The barriers presented opportunities. Instead of committing to a life of bills, they put in an off-grid self-contained power system for half the cost of a mains electricity supply connection. They connected water tanks to the roof and harvested their own water and set about creating a thermally-efficient, gorgeous sustainable home made from straw bales that would be a treat to live in year-round.
The commute to Melbourne lasted two years for Nick, but as the couple settled into the property, they started to sense the potential.
“We were staring out the window, thinking, there is a lot of space out there, what about growing blueberries. We were not thinking about how steep the slope was or that the soil wasn’t quite right, we just thought let’s give it a go,” Cynthia says.
Halfway through planting their planned acreage of blueberries the drought hit, halting their plans for a larger-scale blueberry operation. But rather than be deterred, the couple took the chance to diversify and created an extensive vegetable garden.
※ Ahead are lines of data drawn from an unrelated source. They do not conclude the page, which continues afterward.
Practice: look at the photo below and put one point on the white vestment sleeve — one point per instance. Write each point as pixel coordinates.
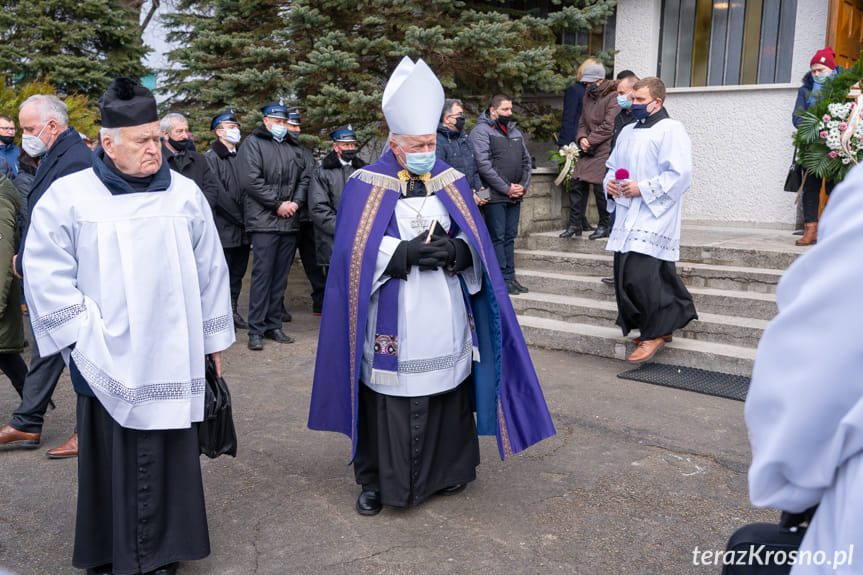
(663, 191)
(804, 409)
(213, 281)
(49, 260)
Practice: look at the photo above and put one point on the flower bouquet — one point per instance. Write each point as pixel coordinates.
(829, 138)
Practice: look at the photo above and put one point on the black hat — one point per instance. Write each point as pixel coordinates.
(126, 103)
(275, 109)
(223, 116)
(344, 134)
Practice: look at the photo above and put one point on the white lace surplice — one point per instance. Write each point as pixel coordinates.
(139, 285)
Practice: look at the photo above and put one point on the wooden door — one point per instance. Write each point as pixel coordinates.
(845, 30)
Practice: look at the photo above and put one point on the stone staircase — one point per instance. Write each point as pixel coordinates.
(731, 272)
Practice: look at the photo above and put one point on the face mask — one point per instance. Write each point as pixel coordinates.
(420, 162)
(624, 102)
(179, 145)
(232, 135)
(33, 145)
(639, 111)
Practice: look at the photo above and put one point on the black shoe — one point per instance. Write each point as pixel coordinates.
(601, 232)
(452, 489)
(255, 343)
(278, 335)
(169, 569)
(239, 322)
(369, 503)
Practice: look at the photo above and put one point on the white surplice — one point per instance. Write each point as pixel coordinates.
(434, 338)
(659, 158)
(804, 409)
(138, 284)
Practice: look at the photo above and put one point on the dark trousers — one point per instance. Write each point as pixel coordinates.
(811, 197)
(38, 388)
(273, 256)
(238, 261)
(502, 221)
(15, 369)
(578, 196)
(315, 273)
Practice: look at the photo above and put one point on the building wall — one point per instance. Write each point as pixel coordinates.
(741, 135)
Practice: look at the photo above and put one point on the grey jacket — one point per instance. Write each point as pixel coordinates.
(501, 157)
(325, 193)
(228, 211)
(273, 172)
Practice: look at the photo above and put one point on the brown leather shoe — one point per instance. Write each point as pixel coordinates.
(646, 350)
(809, 238)
(68, 449)
(11, 437)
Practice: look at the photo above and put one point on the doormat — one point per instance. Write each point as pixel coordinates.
(691, 379)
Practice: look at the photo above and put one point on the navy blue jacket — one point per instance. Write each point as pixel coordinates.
(454, 148)
(68, 155)
(572, 100)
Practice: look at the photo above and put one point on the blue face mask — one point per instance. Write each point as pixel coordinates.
(420, 162)
(278, 131)
(639, 111)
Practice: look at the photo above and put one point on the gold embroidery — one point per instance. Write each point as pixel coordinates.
(360, 240)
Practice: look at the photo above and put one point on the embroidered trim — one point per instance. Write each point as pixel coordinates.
(218, 325)
(415, 366)
(386, 345)
(163, 391)
(364, 228)
(57, 319)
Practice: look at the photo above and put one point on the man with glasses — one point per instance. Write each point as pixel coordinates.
(454, 147)
(8, 150)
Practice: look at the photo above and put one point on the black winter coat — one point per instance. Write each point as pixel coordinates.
(325, 193)
(194, 166)
(455, 149)
(68, 155)
(273, 172)
(228, 211)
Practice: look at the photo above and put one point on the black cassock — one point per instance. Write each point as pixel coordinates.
(650, 296)
(408, 448)
(140, 495)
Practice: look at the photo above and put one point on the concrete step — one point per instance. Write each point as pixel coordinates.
(742, 304)
(760, 280)
(770, 249)
(607, 342)
(716, 328)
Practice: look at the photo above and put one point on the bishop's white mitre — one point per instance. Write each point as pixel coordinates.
(413, 99)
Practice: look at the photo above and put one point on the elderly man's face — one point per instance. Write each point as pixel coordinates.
(138, 153)
(411, 145)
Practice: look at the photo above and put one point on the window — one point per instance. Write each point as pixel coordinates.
(726, 42)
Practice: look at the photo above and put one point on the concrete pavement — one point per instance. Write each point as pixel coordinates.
(635, 479)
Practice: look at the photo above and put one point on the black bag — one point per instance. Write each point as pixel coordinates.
(216, 433)
(766, 548)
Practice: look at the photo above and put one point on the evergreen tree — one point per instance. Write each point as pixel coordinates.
(332, 57)
(79, 45)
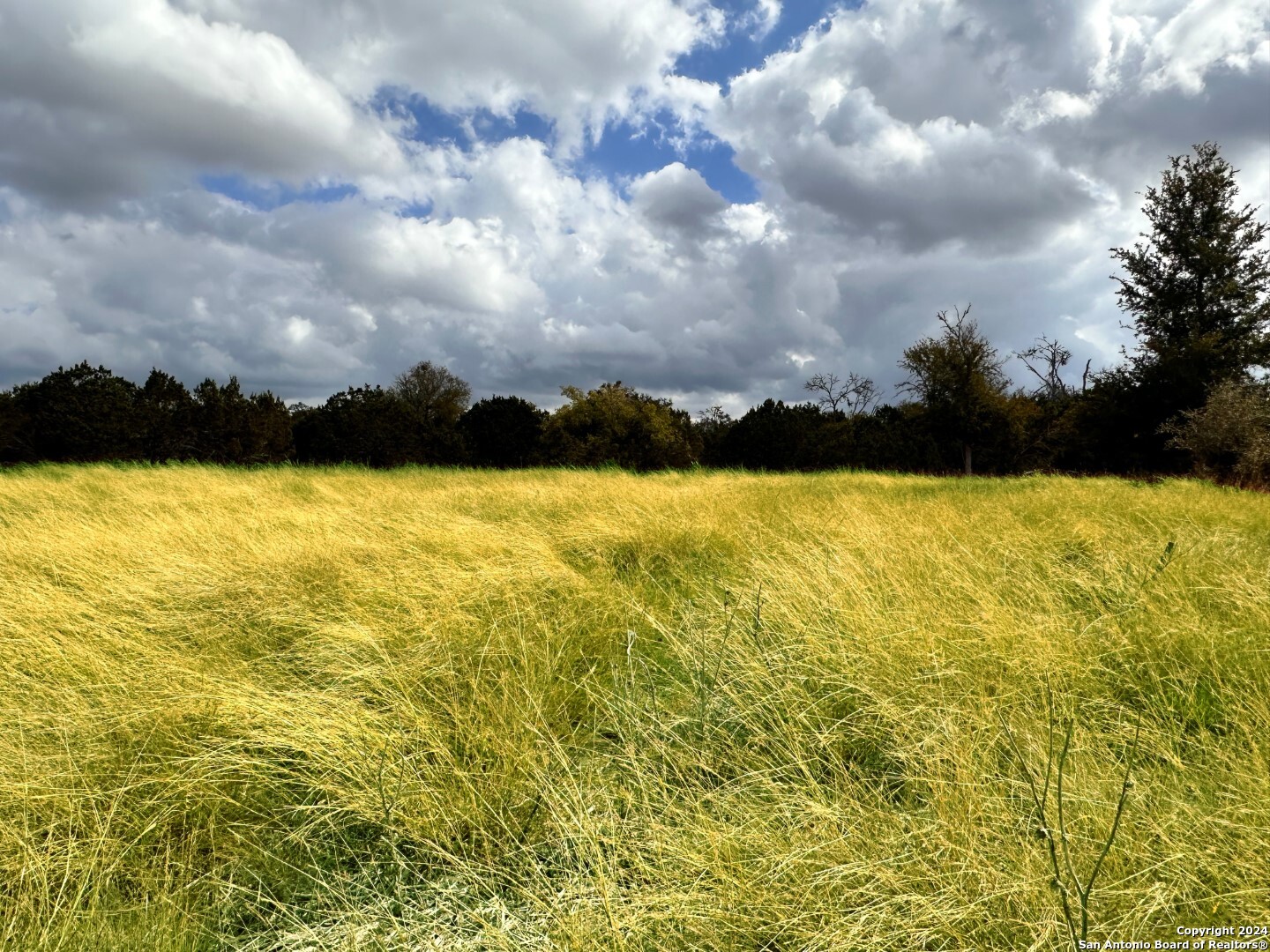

Bluetongue Berries - John Flanagan Trio playing in the great hall
In addition to their home, the couple built a large airy hall with views across the hills, which was initially to be a venue to host friends. After hosting volunteers from the WWOOF movement – people who volunteer to work on organic farms around the world in return for food and accommodation – Cynthia and Nick recognised how much they enjoyed hosting people, and the dining hall morphed into the Cantina, a dining and events venue which now hosts customers and performers on a regular basis.
Blue Tongue Berries has now earned an extensive following from people committed to organic farming, off-grid living, as well as diners and berry lovers.
The 20-acre organic farm provides a wide range of produce for the couple and customers and has also led them to establish the food eXchange radio show connecting people to local produce and a farmers’ market in nearby Tallarook. The couple established the Seymour in Spring Festival to bring more people to Seymour and build a community sense of pride in 2018 and also run a marketing and consulting business called Out on a Lim.
With the NBN beaming a strong signal into their home from a nearby tower, Nick and Cynthia have no trouble running their richly productive ventures from their home HQ on the hill – and don’t have much need for the proximity to Melbourne any more.
“We visited a restaurant in Melbourne recently and had the degustation menu and one of the dishes was these tomatoes, which everybody was just going crazy about the flavour and we were a bit startled, because they are grown by a farmer friend of ours across the river and we get to eat them all the time,”
Nick says “I studied in Melbourne’s CBD, I lived and worked there, I know it well and I like it – but I just don’t need it as much. The experience of being in a city is less and less where I want to be.”